El Senado y la Cámara de Diputados sancionan con fuerza de Ley.

ARTICULADO

Artículo 1.- Declarase al año 2011 como el "Año de homenaje a Arturo Sampay"

Artículo 2.- Se dispone que a partir de la sanción de la presente Ley, en toda la papelería oficial a ser utilizada por la Administración Pública Nacional, centralizada y descentralizada, llevará en el ángulo superior derecho un sello que indique "Año de homenaje a Arturo Sampay".

Artículo 3.- El Congreso de la Nación, y el Poder Ejecutivo Nacional auspiciarán la realización de actividades como: seminarios, talleres, conferencias, programas culturales y educativos, y la difusión de publicaciones que hagan referencia a la obra del homenajeado y difundan su pensamiento.

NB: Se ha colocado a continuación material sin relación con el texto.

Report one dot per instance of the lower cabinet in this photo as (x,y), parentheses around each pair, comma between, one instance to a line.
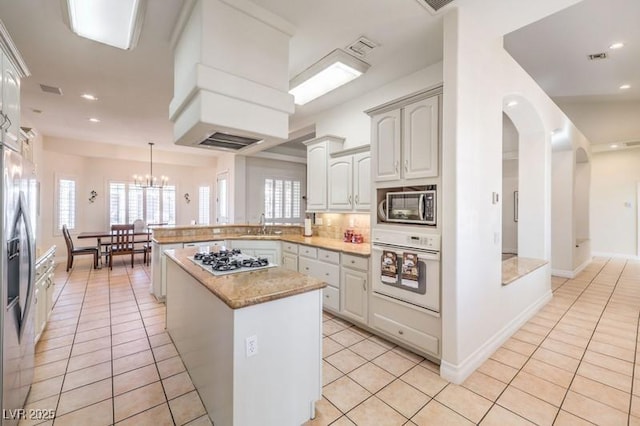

Artículo 4.- El Congreso de la Nación, ordenará por las vías correspondientes la impresión de las obras completas de Arturo Sampay.

Articulo 5.- De forma

FUNDAMENTOS

Señor presidente:

Nuestro país siempre se ha caracterizado por realizar homenajes a ciertas figuras a quienes se les ha atribuido -con razón o sin ella- distintos merecimientos, y es así que los archivos guardan constancia de muchos homenajes prescindibles, y las calles de nuestra ciudad y de otras ciudades del país, tienen nombres de personas que por algún motivo han merecido la distinción de integrar la nomenclatura urbana.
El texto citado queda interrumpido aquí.